ECLI:NL:RBROT:2015:745
Rechtbank Rotterdam
- Eerste aanleg - enkelvoudig
- Rechtspraak.nl
Verzet tegen verstekvonnis in civiele procedure tussen Wehkamp B.V. en gedaagde
In deze zaak, die voor de Rechtbank Rotterdam is behandeld, heeft de kantonrechter op 6 februari 2015 uitspraak gedaan in een verzetprocedure. De eiseres, Wehkamp B.V., had eerder een verstekvonnis verkregen tegen de gedaagde, die niet op de hoogte was van de inleidende dagvaarding. De gedaagde heeft verzet aangetekend, maar de kantonrechter oordeelde dat dit verzet niet-ontvankelijk was. De gedaagde had te laat verzet aangetekend, aangezien de verzettermijn van veertien dagen was overschreden.
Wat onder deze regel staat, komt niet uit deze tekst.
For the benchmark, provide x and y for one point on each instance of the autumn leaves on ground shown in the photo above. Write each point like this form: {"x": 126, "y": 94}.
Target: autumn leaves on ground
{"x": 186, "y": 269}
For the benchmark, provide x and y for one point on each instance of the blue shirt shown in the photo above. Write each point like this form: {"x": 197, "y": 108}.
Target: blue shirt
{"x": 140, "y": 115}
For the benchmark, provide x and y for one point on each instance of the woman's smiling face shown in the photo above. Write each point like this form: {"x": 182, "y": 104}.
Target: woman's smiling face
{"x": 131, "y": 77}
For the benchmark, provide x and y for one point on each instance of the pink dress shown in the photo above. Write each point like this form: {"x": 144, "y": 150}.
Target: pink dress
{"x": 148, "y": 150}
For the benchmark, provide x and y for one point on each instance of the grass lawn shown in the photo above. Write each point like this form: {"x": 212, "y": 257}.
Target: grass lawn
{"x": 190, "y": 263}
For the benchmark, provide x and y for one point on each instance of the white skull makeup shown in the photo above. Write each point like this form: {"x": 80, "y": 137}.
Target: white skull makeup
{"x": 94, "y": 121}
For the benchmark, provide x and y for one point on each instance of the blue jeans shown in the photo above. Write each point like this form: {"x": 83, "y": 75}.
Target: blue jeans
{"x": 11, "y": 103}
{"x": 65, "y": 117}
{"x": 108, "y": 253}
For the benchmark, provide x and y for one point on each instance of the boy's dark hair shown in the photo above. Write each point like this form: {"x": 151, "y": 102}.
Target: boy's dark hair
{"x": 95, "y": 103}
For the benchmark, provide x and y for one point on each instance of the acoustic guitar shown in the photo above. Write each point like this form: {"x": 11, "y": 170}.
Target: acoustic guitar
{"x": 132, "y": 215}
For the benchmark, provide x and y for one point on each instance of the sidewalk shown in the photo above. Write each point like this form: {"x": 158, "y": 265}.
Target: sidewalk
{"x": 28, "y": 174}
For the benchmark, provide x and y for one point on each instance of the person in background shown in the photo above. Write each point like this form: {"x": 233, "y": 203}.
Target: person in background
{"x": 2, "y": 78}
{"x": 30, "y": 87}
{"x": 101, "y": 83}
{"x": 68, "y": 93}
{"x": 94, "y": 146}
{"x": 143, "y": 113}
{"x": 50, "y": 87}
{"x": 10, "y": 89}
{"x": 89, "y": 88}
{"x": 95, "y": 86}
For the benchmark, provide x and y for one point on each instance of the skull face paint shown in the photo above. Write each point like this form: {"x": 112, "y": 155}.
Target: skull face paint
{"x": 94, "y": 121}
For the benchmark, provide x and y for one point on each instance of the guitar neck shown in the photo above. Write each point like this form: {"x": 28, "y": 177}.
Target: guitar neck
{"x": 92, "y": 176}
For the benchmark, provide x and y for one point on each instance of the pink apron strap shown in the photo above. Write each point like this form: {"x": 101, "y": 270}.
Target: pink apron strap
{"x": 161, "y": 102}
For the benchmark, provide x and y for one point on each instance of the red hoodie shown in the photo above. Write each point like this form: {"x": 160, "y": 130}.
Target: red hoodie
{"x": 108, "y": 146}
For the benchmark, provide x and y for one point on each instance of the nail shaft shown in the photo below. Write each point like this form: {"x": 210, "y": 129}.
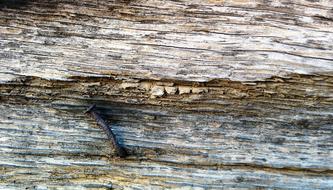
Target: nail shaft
{"x": 121, "y": 152}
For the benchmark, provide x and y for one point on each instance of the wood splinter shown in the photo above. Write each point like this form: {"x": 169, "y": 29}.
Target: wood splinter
{"x": 120, "y": 151}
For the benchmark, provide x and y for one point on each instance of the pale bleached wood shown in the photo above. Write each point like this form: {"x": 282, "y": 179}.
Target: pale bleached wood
{"x": 56, "y": 146}
{"x": 185, "y": 40}
{"x": 203, "y": 94}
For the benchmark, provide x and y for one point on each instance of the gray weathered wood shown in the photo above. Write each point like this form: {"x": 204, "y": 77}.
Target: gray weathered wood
{"x": 203, "y": 94}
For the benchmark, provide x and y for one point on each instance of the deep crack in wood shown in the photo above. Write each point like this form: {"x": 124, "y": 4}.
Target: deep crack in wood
{"x": 120, "y": 151}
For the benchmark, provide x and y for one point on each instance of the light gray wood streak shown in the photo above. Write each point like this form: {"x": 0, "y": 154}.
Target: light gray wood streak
{"x": 203, "y": 94}
{"x": 198, "y": 40}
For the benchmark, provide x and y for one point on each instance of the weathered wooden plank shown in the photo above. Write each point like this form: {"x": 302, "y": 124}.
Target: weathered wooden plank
{"x": 195, "y": 41}
{"x": 203, "y": 94}
{"x": 56, "y": 146}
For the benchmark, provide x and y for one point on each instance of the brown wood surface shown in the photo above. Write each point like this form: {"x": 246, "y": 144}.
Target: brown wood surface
{"x": 202, "y": 94}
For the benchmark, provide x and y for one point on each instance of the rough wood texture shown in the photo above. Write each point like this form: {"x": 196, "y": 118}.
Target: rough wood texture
{"x": 202, "y": 94}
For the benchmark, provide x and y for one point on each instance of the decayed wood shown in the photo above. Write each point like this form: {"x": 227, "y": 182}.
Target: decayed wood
{"x": 197, "y": 40}
{"x": 202, "y": 94}
{"x": 56, "y": 145}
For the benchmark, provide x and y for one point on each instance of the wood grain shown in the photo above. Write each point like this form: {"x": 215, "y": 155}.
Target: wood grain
{"x": 202, "y": 94}
{"x": 194, "y": 41}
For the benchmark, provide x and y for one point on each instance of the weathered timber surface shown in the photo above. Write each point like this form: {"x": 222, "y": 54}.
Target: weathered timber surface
{"x": 202, "y": 94}
{"x": 195, "y": 40}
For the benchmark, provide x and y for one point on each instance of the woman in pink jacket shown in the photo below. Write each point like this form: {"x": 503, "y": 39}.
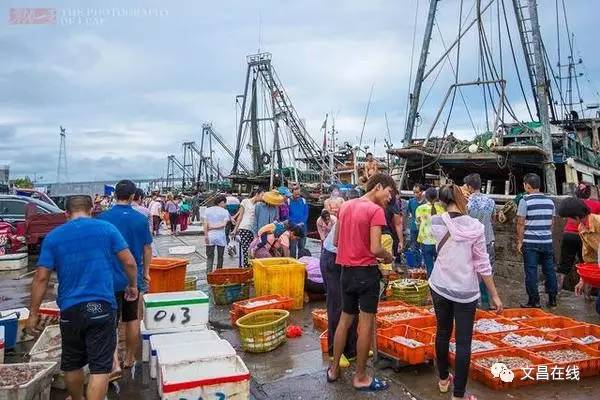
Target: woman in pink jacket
{"x": 462, "y": 259}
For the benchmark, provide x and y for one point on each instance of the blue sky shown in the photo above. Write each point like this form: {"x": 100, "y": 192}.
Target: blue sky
{"x": 132, "y": 80}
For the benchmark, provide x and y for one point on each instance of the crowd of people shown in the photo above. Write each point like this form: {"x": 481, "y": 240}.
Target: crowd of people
{"x": 450, "y": 228}
{"x": 362, "y": 239}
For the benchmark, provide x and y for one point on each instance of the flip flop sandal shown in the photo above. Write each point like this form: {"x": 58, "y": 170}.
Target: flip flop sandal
{"x": 445, "y": 387}
{"x": 115, "y": 376}
{"x": 329, "y": 379}
{"x": 376, "y": 385}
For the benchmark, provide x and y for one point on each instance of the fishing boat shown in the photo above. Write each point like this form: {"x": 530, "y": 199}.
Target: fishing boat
{"x": 557, "y": 136}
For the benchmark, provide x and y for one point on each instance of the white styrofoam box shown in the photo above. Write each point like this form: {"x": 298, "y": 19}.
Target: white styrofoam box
{"x": 175, "y": 309}
{"x": 186, "y": 362}
{"x": 13, "y": 262}
{"x": 148, "y": 333}
{"x": 37, "y": 388}
{"x": 232, "y": 384}
{"x": 23, "y": 312}
{"x": 1, "y": 345}
{"x": 158, "y": 342}
{"x": 47, "y": 348}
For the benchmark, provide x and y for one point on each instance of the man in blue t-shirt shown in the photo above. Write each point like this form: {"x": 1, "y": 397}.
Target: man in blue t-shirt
{"x": 82, "y": 253}
{"x": 298, "y": 216}
{"x": 134, "y": 228}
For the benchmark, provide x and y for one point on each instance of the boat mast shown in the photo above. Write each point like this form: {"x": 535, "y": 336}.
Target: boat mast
{"x": 415, "y": 95}
{"x": 416, "y": 92}
{"x": 542, "y": 94}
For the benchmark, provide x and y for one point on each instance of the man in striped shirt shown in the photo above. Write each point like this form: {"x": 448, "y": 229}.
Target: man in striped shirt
{"x": 534, "y": 240}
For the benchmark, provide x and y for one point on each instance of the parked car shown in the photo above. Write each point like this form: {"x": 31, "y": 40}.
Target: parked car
{"x": 32, "y": 218}
{"x": 12, "y": 207}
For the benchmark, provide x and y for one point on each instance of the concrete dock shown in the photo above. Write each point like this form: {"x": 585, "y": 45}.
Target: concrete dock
{"x": 296, "y": 370}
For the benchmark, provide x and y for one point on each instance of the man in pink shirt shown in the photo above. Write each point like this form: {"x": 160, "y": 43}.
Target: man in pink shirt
{"x": 358, "y": 239}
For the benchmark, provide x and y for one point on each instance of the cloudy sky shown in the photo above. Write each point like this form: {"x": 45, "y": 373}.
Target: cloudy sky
{"x": 132, "y": 80}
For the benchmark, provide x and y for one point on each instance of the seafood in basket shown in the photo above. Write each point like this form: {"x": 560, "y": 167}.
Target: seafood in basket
{"x": 17, "y": 375}
{"x": 511, "y": 362}
{"x": 590, "y": 339}
{"x": 523, "y": 341}
{"x": 400, "y": 316}
{"x": 564, "y": 355}
{"x": 407, "y": 341}
{"x": 477, "y": 346}
{"x": 486, "y": 325}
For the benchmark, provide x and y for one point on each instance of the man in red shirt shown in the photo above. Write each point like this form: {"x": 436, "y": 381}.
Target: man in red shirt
{"x": 358, "y": 240}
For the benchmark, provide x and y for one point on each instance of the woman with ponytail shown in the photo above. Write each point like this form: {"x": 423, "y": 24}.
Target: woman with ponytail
{"x": 461, "y": 260}
{"x": 571, "y": 245}
{"x": 425, "y": 239}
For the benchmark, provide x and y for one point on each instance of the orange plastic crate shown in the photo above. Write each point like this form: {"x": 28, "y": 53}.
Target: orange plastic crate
{"x": 320, "y": 319}
{"x": 277, "y": 302}
{"x": 167, "y": 274}
{"x": 523, "y": 314}
{"x": 324, "y": 343}
{"x": 529, "y": 332}
{"x": 579, "y": 332}
{"x": 484, "y": 375}
{"x": 384, "y": 322}
{"x": 391, "y": 305}
{"x": 485, "y": 314}
{"x": 588, "y": 367}
{"x": 401, "y": 352}
{"x": 499, "y": 320}
{"x": 551, "y": 324}
{"x": 424, "y": 322}
{"x": 224, "y": 276}
{"x": 484, "y": 338}
{"x": 234, "y": 316}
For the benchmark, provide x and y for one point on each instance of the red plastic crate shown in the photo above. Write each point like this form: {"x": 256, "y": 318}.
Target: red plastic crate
{"x": 588, "y": 367}
{"x": 484, "y": 314}
{"x": 530, "y": 332}
{"x": 517, "y": 314}
{"x": 324, "y": 343}
{"x": 580, "y": 332}
{"x": 401, "y": 352}
{"x": 320, "y": 319}
{"x": 551, "y": 324}
{"x": 167, "y": 274}
{"x": 223, "y": 276}
{"x": 383, "y": 322}
{"x": 484, "y": 375}
{"x": 589, "y": 273}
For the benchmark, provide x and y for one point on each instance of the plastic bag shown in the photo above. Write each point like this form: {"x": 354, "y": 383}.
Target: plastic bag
{"x": 232, "y": 247}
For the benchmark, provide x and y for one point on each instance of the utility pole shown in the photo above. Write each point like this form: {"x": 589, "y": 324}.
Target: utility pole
{"x": 416, "y": 92}
{"x": 542, "y": 94}
{"x": 61, "y": 171}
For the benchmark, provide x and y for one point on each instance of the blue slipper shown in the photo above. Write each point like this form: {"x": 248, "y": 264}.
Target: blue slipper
{"x": 329, "y": 379}
{"x": 375, "y": 386}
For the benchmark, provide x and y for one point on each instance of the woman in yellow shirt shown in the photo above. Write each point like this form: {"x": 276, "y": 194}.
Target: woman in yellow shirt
{"x": 589, "y": 231}
{"x": 423, "y": 215}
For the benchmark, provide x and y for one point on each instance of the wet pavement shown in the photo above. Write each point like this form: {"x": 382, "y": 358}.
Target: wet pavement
{"x": 296, "y": 370}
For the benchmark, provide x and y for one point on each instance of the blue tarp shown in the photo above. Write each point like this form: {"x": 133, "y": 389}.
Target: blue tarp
{"x": 108, "y": 190}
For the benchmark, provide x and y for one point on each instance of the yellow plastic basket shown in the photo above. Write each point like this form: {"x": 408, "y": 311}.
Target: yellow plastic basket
{"x": 263, "y": 331}
{"x": 190, "y": 283}
{"x": 411, "y": 291}
{"x": 282, "y": 276}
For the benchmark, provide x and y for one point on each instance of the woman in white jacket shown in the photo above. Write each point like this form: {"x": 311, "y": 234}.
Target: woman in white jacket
{"x": 461, "y": 259}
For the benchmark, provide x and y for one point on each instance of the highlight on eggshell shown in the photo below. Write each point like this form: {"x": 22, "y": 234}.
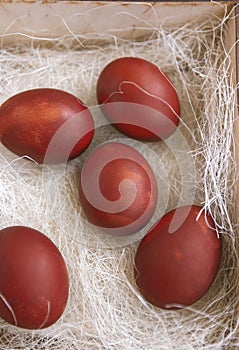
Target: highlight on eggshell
{"x": 174, "y": 270}
{"x": 30, "y": 120}
{"x": 128, "y": 84}
{"x": 34, "y": 281}
{"x": 117, "y": 190}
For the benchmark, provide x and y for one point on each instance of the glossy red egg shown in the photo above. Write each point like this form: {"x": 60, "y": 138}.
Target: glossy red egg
{"x": 33, "y": 278}
{"x": 47, "y": 125}
{"x": 177, "y": 261}
{"x": 118, "y": 189}
{"x": 138, "y": 99}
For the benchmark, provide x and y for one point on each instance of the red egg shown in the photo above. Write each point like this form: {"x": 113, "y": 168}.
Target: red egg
{"x": 33, "y": 278}
{"x": 118, "y": 190}
{"x": 47, "y": 125}
{"x": 138, "y": 99}
{"x": 177, "y": 261}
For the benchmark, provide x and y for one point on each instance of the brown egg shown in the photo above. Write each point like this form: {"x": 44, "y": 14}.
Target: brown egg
{"x": 138, "y": 99}
{"x": 177, "y": 261}
{"x": 118, "y": 189}
{"x": 33, "y": 278}
{"x": 47, "y": 125}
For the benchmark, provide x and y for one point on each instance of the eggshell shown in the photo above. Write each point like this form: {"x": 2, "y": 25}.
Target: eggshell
{"x": 118, "y": 190}
{"x": 47, "y": 125}
{"x": 33, "y": 278}
{"x": 177, "y": 261}
{"x": 138, "y": 99}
De kantonrechter heeft vastgesteld dat de gedaagde pas op 10 september 2014 kennisnam van het verstekvonnis, terwijl de verzetdagvaarding pas op 30 september 2014 was uitgebracht. De lange periode tussen het verstekvonnis en de kennisgeving aan de gedaagde stond niet in de weg aan de toepassing van de verzettermijn. De kantonrechter heeft de gedaagde veroordeeld in de kosten van de verzetprocedure, die aan de zijde van Wehkamp op nihil zijn vastgesteld.